Kârın nasıl bir dağıtıma tabi tutulduğunu son iki yılı karşılaştırmalı olarak sergileyecek şekilde aşağıdaki tabloda gösterelim:

Bu tabloya göre 2022 yılında elde edilen net 72 milyar TL tutarındaki kârın dağıtılmasında ihtiyat akçesi olarak ayrılan 39,3 milyar TL’den sonra kalan tutarın ihmal edilebilecek kadar düşük bir miktarı diğer hissedarlara ve TCMB çalışanlarına dağıtılmıştır. Kârın kalan 32,6 milyar TL’si Hazine’ye devredilmiş, ayrıca 39,3 milyar TL’lik ihtiyat akçesi de Hazine’ye verilmiştir.

TCMB’nin Geçmiş Yıllar Kârları ve 2023 Zararı

Merkez Bankası (TCMB) 2023 yılında 818,2 milyar TL zarar ettiğini açıkladı. Bu, TCMB bilançosunu izleyenler için sürpriz değildi. Çünkü TCMB görev konusuyla hiç ilgisi olmayan bir kur korumalı mevduat yükü altında kalmıştı ve bu yük bilanço kalemlerine yansıyordu. 2023 yılında kâr değil 818,2 milyar TL zarar söz konusu olduğu için ihtiyat akçesi ayrılması mümkün olmadığı gibi hissedarlara ve çalışanlara kârdan pay verilmesi ve Hazine’ye kâr devri söz konusu olmamıştır.

Merkez Bankası’nın geçmiş yıllar kârları şöyledir (kaynak: TCMB, Kâr Zarar Tablosu.)
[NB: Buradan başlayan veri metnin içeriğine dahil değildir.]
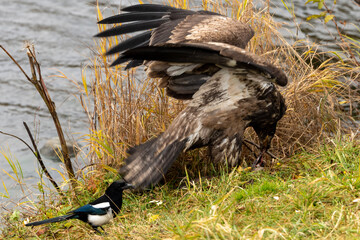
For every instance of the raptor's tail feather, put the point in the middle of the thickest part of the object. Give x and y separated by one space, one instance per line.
149 162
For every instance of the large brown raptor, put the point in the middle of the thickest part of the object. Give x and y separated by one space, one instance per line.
199 56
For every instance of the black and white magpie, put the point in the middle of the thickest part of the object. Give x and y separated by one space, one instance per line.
98 212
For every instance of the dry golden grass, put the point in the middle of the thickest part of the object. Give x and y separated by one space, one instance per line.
128 108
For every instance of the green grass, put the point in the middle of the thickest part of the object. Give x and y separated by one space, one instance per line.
308 196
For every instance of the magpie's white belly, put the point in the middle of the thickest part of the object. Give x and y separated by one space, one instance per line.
99 220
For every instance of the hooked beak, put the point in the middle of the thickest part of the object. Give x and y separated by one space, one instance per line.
128 186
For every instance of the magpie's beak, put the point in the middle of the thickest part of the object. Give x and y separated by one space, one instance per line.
128 186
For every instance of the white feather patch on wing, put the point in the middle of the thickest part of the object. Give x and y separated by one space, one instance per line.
101 205
179 69
230 83
99 220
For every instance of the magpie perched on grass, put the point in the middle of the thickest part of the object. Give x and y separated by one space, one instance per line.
98 212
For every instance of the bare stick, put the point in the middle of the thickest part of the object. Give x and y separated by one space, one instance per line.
39 84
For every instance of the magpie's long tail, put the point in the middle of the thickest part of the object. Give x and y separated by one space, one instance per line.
51 220
148 162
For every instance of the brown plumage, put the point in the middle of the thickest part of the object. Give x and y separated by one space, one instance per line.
198 56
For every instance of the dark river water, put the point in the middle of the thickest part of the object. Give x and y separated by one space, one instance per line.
62 33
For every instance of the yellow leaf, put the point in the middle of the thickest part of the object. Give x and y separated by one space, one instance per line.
153 218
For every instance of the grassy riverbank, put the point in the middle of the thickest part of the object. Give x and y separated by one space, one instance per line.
312 191
310 195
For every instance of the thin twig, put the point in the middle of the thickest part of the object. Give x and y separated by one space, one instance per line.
254 144
17 64
38 156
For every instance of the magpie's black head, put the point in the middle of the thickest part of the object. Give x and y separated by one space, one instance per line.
117 187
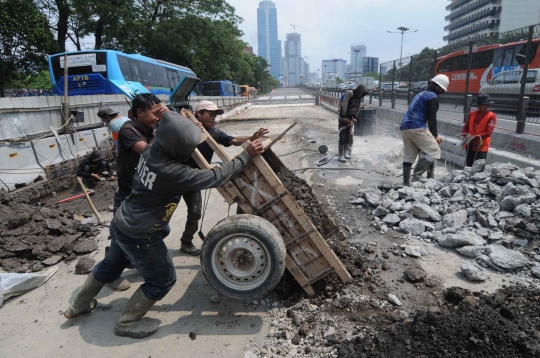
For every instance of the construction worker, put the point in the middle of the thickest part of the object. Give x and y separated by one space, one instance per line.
478 129
350 106
137 227
206 113
419 132
92 167
112 118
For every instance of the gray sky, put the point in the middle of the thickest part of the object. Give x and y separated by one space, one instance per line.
331 27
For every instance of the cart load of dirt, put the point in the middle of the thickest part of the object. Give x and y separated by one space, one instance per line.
35 236
303 194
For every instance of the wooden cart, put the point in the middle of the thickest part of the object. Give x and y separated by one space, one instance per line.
259 191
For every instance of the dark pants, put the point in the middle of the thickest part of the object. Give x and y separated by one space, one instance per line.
120 194
149 256
193 201
346 135
473 156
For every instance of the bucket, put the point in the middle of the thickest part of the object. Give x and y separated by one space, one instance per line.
367 122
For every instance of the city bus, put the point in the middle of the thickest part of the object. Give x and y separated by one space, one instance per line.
111 72
487 62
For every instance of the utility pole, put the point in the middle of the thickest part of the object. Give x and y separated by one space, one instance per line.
356 66
402 31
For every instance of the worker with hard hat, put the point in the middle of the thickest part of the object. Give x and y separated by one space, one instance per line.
478 129
419 132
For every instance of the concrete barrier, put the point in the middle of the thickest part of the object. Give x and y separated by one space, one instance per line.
19 165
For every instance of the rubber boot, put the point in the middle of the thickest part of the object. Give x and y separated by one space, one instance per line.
132 322
85 301
406 176
341 150
347 154
120 284
421 167
431 171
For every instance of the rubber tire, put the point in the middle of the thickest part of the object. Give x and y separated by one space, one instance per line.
268 236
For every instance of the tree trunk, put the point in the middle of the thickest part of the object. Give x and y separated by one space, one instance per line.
63 17
99 33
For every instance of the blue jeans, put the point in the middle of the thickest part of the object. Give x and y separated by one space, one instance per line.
119 195
149 256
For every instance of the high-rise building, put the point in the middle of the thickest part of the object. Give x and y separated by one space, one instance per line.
358 53
334 68
371 64
471 20
269 45
293 57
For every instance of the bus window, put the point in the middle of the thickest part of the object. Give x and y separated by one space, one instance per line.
148 74
508 57
124 68
521 53
497 80
498 57
161 76
512 77
135 71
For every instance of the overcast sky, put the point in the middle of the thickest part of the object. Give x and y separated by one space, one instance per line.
331 27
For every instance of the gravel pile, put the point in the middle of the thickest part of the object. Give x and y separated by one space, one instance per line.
489 213
33 236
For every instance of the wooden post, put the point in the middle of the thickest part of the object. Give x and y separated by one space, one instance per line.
65 118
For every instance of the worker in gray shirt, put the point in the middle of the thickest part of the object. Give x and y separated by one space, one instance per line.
137 227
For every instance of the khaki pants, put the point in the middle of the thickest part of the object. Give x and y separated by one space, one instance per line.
419 141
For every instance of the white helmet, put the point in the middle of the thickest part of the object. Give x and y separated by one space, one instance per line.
442 80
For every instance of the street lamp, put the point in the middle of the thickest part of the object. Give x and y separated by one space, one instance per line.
402 31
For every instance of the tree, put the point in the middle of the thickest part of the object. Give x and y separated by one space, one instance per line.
25 41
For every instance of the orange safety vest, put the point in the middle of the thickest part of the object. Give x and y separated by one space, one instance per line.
481 128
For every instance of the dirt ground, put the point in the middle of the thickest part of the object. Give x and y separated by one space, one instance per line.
32 325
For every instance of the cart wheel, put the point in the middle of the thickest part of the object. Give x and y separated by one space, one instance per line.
243 256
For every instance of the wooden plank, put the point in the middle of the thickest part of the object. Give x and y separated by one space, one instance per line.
301 216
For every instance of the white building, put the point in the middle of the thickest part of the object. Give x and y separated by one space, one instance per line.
335 67
358 53
293 57
471 20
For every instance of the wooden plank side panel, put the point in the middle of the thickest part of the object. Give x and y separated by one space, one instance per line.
301 217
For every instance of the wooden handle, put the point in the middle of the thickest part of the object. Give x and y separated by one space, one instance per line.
100 220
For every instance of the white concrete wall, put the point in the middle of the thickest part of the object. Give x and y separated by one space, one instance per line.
519 13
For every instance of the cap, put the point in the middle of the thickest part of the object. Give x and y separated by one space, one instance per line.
208 106
104 112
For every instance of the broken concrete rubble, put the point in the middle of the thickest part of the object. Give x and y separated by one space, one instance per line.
474 210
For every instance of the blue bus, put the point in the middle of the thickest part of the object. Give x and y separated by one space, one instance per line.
219 88
111 72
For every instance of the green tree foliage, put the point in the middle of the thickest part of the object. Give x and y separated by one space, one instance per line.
25 41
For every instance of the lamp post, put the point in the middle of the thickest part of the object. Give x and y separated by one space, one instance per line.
402 31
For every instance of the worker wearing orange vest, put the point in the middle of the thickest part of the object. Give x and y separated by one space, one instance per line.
478 129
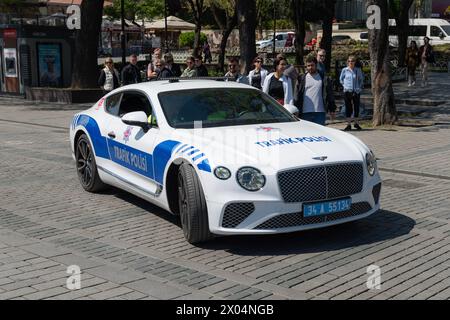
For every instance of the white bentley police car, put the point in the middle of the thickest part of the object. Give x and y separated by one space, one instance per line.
225 157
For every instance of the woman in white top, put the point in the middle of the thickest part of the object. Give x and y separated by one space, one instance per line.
257 76
277 85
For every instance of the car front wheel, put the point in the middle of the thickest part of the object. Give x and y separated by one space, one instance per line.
192 205
86 166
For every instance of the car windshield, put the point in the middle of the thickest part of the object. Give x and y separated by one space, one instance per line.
221 107
446 30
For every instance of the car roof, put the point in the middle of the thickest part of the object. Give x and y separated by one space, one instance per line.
166 85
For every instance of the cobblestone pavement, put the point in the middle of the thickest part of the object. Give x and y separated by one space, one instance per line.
130 249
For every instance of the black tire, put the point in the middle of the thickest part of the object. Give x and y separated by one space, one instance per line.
192 205
86 166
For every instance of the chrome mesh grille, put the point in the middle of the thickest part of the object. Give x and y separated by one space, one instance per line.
321 182
376 193
296 219
235 213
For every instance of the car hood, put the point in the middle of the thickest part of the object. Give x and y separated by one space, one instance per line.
274 147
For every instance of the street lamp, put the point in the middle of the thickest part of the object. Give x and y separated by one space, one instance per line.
122 33
165 26
274 27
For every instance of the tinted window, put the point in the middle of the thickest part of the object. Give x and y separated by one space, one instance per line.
132 102
435 31
419 31
112 104
221 107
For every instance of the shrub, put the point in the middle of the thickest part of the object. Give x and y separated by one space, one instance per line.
187 39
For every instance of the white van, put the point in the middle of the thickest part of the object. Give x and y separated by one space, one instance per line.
438 30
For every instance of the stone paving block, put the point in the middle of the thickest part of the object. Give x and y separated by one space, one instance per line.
156 289
116 275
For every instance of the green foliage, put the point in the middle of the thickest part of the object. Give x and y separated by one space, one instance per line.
187 39
140 9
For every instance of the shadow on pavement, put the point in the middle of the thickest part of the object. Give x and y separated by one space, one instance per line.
381 226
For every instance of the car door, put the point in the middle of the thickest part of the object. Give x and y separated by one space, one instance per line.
131 147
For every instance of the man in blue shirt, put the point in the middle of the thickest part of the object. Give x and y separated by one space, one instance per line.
352 79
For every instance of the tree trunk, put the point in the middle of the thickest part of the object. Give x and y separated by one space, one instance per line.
327 31
384 111
86 45
246 16
300 32
402 23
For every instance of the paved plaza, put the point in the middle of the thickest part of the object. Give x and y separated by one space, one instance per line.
129 249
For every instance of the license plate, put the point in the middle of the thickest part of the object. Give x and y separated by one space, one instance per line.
323 208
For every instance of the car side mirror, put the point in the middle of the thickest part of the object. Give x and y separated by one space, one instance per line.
136 119
291 108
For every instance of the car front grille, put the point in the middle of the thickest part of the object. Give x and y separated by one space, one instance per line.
235 213
321 182
297 219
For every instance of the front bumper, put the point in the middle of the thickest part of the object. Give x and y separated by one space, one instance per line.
270 217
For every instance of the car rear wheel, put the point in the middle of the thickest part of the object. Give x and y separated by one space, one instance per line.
86 166
192 205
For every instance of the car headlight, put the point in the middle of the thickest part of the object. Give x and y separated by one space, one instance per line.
250 179
222 173
371 163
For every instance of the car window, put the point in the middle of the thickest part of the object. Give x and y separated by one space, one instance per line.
221 107
435 31
112 104
134 101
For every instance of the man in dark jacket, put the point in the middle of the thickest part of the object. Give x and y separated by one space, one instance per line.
314 95
200 67
164 71
131 73
171 65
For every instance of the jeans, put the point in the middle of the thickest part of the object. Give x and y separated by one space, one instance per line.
316 117
352 102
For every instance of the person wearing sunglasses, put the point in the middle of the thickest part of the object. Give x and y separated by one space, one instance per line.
233 71
321 57
200 68
352 79
278 85
258 74
190 71
109 77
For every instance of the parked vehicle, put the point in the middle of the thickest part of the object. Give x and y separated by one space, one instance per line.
283 40
438 30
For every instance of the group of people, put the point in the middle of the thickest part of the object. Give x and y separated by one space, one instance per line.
415 57
311 93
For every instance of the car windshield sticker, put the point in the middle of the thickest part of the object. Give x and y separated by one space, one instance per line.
282 141
127 134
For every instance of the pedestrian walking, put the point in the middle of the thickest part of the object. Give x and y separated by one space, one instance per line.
352 79
278 85
321 57
190 71
257 76
207 52
412 61
314 94
109 77
290 71
164 72
131 73
171 65
152 72
200 67
426 55
233 71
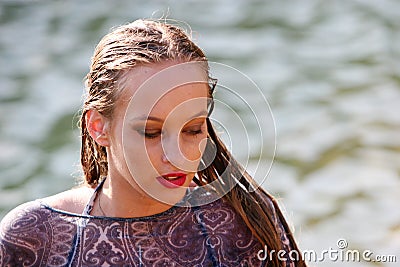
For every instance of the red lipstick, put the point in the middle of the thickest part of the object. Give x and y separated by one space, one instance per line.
172 180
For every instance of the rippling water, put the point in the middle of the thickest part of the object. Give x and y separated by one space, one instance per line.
329 69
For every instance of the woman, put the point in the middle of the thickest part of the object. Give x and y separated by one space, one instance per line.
160 186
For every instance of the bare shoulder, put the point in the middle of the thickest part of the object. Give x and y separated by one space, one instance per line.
73 200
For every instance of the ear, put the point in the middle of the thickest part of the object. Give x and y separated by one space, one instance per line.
97 127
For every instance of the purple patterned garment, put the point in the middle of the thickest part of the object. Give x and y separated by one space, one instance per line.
35 234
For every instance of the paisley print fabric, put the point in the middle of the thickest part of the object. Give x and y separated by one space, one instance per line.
35 234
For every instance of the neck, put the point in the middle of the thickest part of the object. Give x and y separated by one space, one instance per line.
118 198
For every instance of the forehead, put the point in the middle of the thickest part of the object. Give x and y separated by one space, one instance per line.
164 86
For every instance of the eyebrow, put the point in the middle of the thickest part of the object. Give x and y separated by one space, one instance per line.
152 118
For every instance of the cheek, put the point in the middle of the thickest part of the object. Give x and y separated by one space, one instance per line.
193 148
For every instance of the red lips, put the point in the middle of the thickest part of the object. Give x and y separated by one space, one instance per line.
172 180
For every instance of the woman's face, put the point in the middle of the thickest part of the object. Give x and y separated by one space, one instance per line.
159 129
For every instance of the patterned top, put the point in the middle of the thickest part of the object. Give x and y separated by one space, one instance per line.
35 234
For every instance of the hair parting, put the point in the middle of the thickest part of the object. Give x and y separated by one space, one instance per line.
148 41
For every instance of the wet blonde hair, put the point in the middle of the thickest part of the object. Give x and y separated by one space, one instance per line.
151 42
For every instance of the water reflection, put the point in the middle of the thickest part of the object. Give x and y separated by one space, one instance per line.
329 70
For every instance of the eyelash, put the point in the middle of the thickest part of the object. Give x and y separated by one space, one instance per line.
154 135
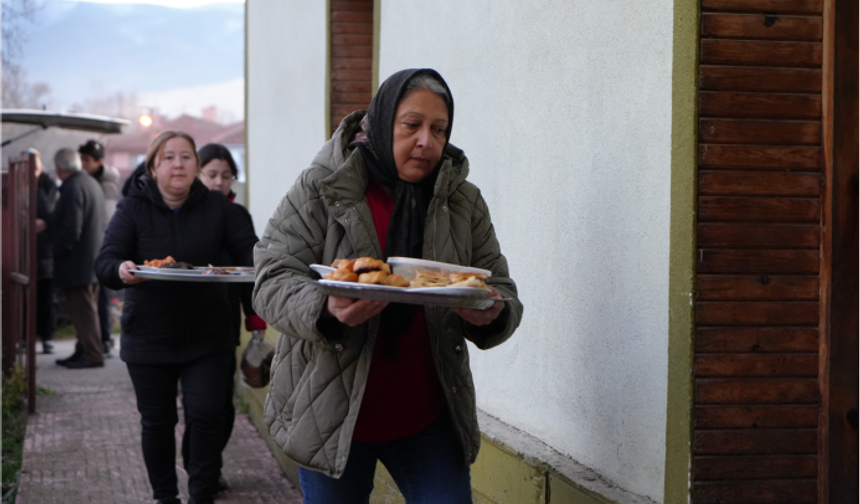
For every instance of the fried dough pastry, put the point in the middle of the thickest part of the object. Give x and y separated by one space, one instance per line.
372 277
159 263
472 281
342 275
429 279
395 281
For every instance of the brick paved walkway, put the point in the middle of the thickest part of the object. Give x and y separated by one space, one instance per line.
83 444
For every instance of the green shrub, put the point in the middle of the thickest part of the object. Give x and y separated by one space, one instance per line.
13 423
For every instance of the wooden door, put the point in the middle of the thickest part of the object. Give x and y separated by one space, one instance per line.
840 352
351 57
760 180
778 291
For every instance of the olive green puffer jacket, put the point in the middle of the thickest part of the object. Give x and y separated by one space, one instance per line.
317 383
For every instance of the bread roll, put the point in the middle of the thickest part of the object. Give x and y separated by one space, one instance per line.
459 277
396 281
365 264
344 275
372 277
472 281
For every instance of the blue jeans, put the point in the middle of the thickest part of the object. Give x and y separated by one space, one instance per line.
427 467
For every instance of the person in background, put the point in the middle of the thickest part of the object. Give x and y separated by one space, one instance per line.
218 171
176 333
92 158
136 177
77 237
46 299
387 184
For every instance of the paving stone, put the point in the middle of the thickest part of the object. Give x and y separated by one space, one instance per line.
83 444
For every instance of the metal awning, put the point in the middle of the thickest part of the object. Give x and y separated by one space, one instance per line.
45 119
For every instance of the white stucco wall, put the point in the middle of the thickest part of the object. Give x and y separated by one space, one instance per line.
564 110
286 97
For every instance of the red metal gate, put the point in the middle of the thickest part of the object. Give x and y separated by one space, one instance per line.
18 270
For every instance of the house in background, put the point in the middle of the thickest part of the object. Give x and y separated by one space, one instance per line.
672 184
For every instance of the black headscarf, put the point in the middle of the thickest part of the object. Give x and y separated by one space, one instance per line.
411 200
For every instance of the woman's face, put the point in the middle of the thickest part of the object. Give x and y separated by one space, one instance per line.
419 134
176 167
217 176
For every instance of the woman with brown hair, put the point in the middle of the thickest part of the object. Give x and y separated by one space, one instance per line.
176 332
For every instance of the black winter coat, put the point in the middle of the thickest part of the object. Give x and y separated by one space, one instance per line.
46 200
240 294
78 230
168 321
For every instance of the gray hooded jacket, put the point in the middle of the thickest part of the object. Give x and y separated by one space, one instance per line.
317 383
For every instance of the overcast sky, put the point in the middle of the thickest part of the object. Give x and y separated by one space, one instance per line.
182 4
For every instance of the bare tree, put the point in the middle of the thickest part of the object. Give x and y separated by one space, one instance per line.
15 91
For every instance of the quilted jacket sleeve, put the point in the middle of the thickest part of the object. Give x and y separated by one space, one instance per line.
284 295
487 254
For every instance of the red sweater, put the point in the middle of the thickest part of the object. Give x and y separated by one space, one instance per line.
402 397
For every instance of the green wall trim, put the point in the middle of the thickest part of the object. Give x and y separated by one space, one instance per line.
375 71
682 252
502 473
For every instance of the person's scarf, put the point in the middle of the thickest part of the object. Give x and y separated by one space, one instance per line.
411 200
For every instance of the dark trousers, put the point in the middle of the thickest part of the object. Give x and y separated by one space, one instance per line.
104 314
46 309
229 417
83 311
204 383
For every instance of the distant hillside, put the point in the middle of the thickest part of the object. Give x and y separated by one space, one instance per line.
88 49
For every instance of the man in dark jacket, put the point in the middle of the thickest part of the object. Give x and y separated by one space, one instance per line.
46 198
78 232
92 158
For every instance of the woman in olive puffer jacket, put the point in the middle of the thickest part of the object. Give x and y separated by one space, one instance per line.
356 381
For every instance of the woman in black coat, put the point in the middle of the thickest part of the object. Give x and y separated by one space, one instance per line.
176 332
217 172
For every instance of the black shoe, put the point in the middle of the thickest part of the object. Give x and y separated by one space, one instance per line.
108 346
83 363
75 356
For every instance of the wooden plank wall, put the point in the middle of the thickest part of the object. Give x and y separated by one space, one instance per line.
351 57
760 184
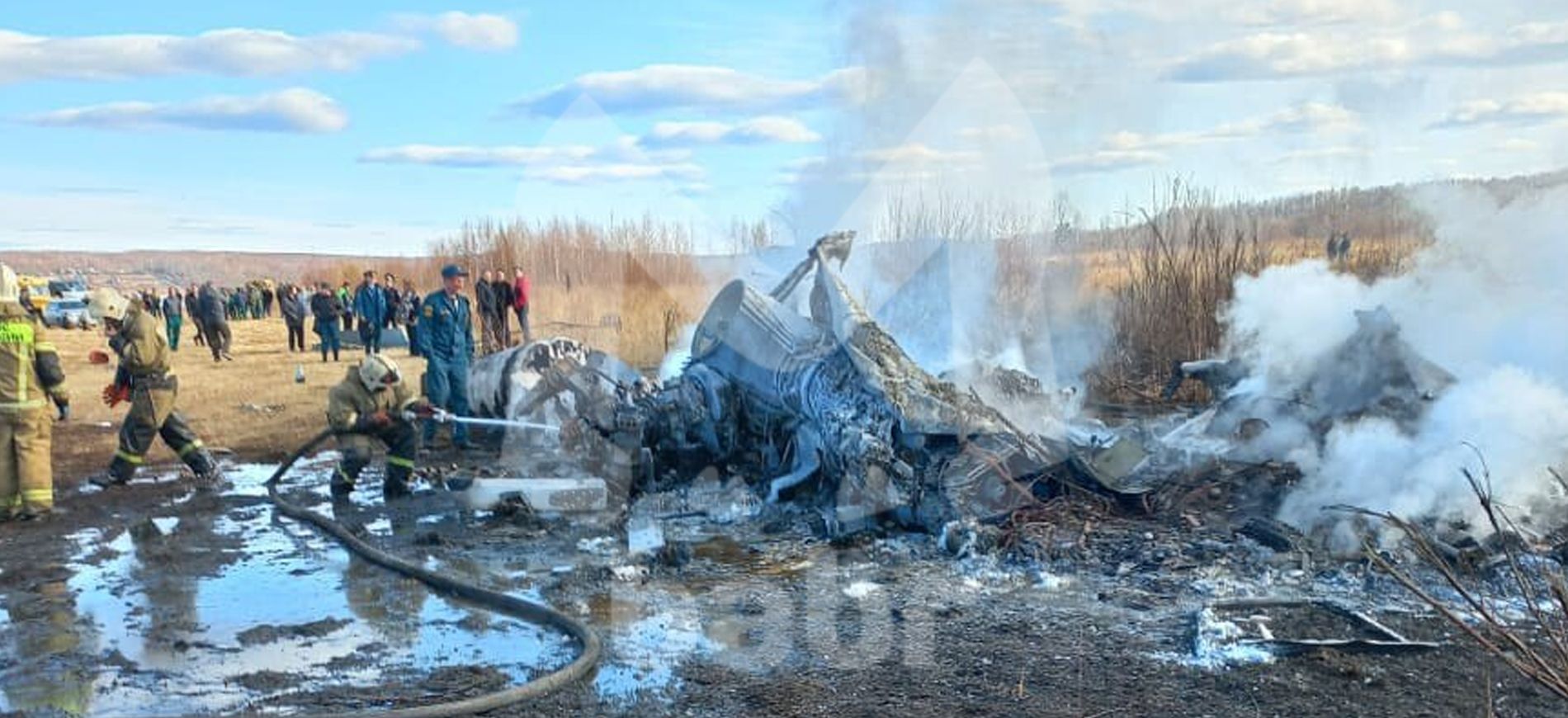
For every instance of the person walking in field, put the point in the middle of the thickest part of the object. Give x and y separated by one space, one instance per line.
143 378
446 341
411 303
371 305
294 309
521 287
328 312
31 380
485 301
193 311
215 322
502 309
345 301
172 317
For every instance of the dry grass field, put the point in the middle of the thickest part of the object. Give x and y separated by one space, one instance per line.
254 408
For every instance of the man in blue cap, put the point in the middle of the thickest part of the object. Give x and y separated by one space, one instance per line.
446 341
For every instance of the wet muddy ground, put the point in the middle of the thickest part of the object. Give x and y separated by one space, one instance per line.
157 601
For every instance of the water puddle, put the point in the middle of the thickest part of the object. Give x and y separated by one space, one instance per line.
219 607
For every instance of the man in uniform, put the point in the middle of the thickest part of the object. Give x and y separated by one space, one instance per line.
446 341
215 322
144 380
31 375
374 404
371 305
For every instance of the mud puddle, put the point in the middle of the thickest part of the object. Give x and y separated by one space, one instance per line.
212 606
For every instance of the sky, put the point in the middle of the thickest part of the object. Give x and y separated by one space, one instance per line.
371 127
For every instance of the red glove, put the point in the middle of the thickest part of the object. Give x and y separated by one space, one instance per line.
115 394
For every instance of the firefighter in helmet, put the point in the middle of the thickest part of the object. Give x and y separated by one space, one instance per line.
143 378
374 405
31 380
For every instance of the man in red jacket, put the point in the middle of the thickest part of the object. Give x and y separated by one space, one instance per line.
519 301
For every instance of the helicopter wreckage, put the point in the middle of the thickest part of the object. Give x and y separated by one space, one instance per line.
819 408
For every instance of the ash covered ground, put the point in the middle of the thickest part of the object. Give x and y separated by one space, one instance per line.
822 529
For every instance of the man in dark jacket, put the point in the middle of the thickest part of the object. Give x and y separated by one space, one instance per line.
215 322
371 305
292 306
521 287
394 301
446 341
172 311
193 311
328 312
502 309
485 301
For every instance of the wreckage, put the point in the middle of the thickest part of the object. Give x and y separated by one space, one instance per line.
822 409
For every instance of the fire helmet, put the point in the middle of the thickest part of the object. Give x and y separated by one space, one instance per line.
107 305
378 372
10 291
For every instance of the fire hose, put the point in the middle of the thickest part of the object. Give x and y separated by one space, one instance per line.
526 610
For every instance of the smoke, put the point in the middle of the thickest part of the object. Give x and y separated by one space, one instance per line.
1487 305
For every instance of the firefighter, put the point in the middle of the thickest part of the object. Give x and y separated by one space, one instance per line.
143 380
31 378
374 404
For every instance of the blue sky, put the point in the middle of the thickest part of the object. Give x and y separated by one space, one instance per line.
366 127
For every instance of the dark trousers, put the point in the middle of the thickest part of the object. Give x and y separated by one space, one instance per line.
371 336
153 416
447 386
522 325
172 325
219 338
329 339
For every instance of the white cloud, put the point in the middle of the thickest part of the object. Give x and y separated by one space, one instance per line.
1524 110
472 31
1322 154
670 87
557 163
1297 13
758 130
461 156
290 110
237 52
1273 55
1517 144
1433 41
621 172
1108 160
991 134
1132 149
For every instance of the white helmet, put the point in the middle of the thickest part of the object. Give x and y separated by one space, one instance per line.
107 305
10 291
378 372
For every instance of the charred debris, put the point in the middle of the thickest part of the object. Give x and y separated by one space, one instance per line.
797 392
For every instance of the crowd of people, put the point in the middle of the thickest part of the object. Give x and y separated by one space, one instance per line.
371 405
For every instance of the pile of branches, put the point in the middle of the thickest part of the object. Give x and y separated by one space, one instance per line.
1536 646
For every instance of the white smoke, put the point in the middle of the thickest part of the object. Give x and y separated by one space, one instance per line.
1487 303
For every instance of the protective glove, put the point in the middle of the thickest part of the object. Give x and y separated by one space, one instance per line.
372 422
115 394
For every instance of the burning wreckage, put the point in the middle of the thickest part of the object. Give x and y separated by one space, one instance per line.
824 409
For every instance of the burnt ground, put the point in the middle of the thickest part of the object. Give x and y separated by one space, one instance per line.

Merkez Bankaları, piyasaların durumuna ya da uyguladıkları para politikasının yönüne ve ağırlığına göre göre zaman zaman zararla karşılaşabilir. Örneğin 2023 yılında yalnızca TCMB değil başka merkez bankaları da zarar ettiler. Mesela ABD Merkez Bankası (Fed) 114 milyar dolar, Avrupa Merkez Bankası (ECB) 1,3 milyar Euro zarar etti. Zarar eden merkez bankaları arasında İsviçre ve Hollanda merkez bankaları da var. Bu zararların temel nedeni kurlardaki değişimler ve menkul kıymetler cüzdanında tuttukları yerli ve yabancı tahviller oldu. Merkez bankaları küresel kriz süresince para arzını artırıp piyasadan tahvil satın alarak ekonomiyi canlandırmaya yöneldiler. Faizler değişmediği sürece bu işlem zarar yaratmadı. Enflasyonda ortaya çıkan yükselişi durdurabilmek için 2022 yılında başlayıp 2023 yılında hızlanan faiz artırımları sonucunda ellerindeki tahvillerin değeri düştü. Merkez bankalarının 2023 yılındaki zararlarının asıl nedeni budur (bu çelişki için son not 2’deki yazıma bakabilirsiniz.)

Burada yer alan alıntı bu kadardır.